Parse Name
This transformation parses personal and business names into their constituent parts, such as given name, surname, and titles and qualifiers.
The Parse Name transformation completes several actions while parsing a name.
- Identify names as business or personal names.
- Determines the proper boundary between the given name, middle name, and surname.
- Identifies and separates titles and qualifiers from personal names.
- Identifies and separates suffix from firm names.
- Scores how likely the parse is correct based on similar names, and the relative frequency of the name phrase as a given name or surname.
- Step name
- Defines the name for a step. Provide a meaningful name so that anyone who edits transformation steps in a pipeline will be able to identify the purpose of a step.
- Columns
- Specifies columns to transform. Click to view the list of column names. Column names listed here correspond to the column names in the dataset inspection table. Click in the drop-down list to select or clear check boxes next to column names. Alternatively, click column headings in the inspection table to select or clear check boxes next to the corresponding column names in this box. To add a column to the selection, you must press the the Ctrl key when you click a column heading.
- Save
- Click this button to close settings and save changes to the transformation settings.
- Preview
- Click this button to preview the results of the transformation settings.
- Cancel
- Click this button to close settings for this transformations without saving any changes.
Output columns
For each of the input fields, the Parse Name transformation adds columns the data.

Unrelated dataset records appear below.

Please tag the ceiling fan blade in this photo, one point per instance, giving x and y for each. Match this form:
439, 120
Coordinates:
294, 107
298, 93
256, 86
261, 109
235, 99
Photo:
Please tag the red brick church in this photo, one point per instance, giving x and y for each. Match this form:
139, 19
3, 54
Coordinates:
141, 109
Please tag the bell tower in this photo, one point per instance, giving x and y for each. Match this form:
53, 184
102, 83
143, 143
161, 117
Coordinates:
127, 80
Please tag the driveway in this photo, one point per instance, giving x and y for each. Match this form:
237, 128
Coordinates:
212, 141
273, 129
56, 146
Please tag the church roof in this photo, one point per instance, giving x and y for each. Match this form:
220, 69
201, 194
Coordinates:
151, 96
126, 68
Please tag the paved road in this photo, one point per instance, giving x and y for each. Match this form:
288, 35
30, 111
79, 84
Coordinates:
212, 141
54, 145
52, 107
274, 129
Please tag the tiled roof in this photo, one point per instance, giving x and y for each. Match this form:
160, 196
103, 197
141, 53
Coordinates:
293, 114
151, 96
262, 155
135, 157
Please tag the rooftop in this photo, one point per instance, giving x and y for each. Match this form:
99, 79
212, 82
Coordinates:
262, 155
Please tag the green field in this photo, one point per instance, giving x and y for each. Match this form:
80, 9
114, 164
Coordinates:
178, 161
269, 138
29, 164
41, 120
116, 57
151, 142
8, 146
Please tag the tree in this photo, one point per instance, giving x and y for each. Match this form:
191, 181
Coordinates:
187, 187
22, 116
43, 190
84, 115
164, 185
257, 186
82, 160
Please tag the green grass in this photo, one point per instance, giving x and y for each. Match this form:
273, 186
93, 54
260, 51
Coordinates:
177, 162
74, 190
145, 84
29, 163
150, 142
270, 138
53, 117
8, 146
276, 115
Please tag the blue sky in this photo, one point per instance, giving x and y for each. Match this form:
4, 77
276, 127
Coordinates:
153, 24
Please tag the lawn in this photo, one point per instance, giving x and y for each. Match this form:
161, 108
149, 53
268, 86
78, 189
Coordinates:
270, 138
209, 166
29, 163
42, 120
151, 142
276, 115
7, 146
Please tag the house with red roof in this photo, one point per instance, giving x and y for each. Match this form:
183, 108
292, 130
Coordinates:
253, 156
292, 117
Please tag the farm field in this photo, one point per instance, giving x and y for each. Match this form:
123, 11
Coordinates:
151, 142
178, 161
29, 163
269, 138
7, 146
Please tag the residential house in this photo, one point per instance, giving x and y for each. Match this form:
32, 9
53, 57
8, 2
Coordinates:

The added columns are labled by an identifying string appended to the original column name ColumnName
.
General output columns
General output columns are appended for both firm and personal names. These columns provide information about the parsing operation.
ColumnName_IsParsed
- Boolean specifies whether column field was parsed as a firm or person.
ColumnName_ParsingScore
- Scores from 0 to 100 that a name was parsed correctly.
ColumnName_ParsedAs
- Specifies how the column field was parsed.
Personal output columns
Output columns for a column that is idenfied as a personal name separates parts of the name into different columns. Names are parsed in both natural (first name first) and reverse order (last name first). The original column name is separated into its parts. The output columns are appended by a string that identifies a title, first name, middle name, last name, and suffix.
ColumnName_TitleOfRespect
- An honorific title (such as Mr. Mrs, Ms, or Professor) identified for a person in the input column.
ColumnName_FirstName
- The first name identified for a person in the input column.
ColumnName_MiddleName
- The middle name identified for a person in the input column.
ColumnName_LastName
- The last name identified for a person in the input column.
ColumnName_MaturitySuffix
- The suffix identified for a person in the input column. This suffix is sometimes categorized as generational (such as Jr. or Sr.), professional (J.P. or PT), or educational (MBA or PH.D.). This column collects any of these that follow a name in a personal name column.
Firm output columns
Firm output columns append identifying strings starting with _Firm
. These names are parsed from columns that are identified as firm names.
ColumnName_FirmName
- A distinguishable firm name identified in a column field.
ColumnName_FirmSuffix
- The corporate suffix (such as "Inc.", "Incorporated", "Ltd.", or "Limited") identified in a column field.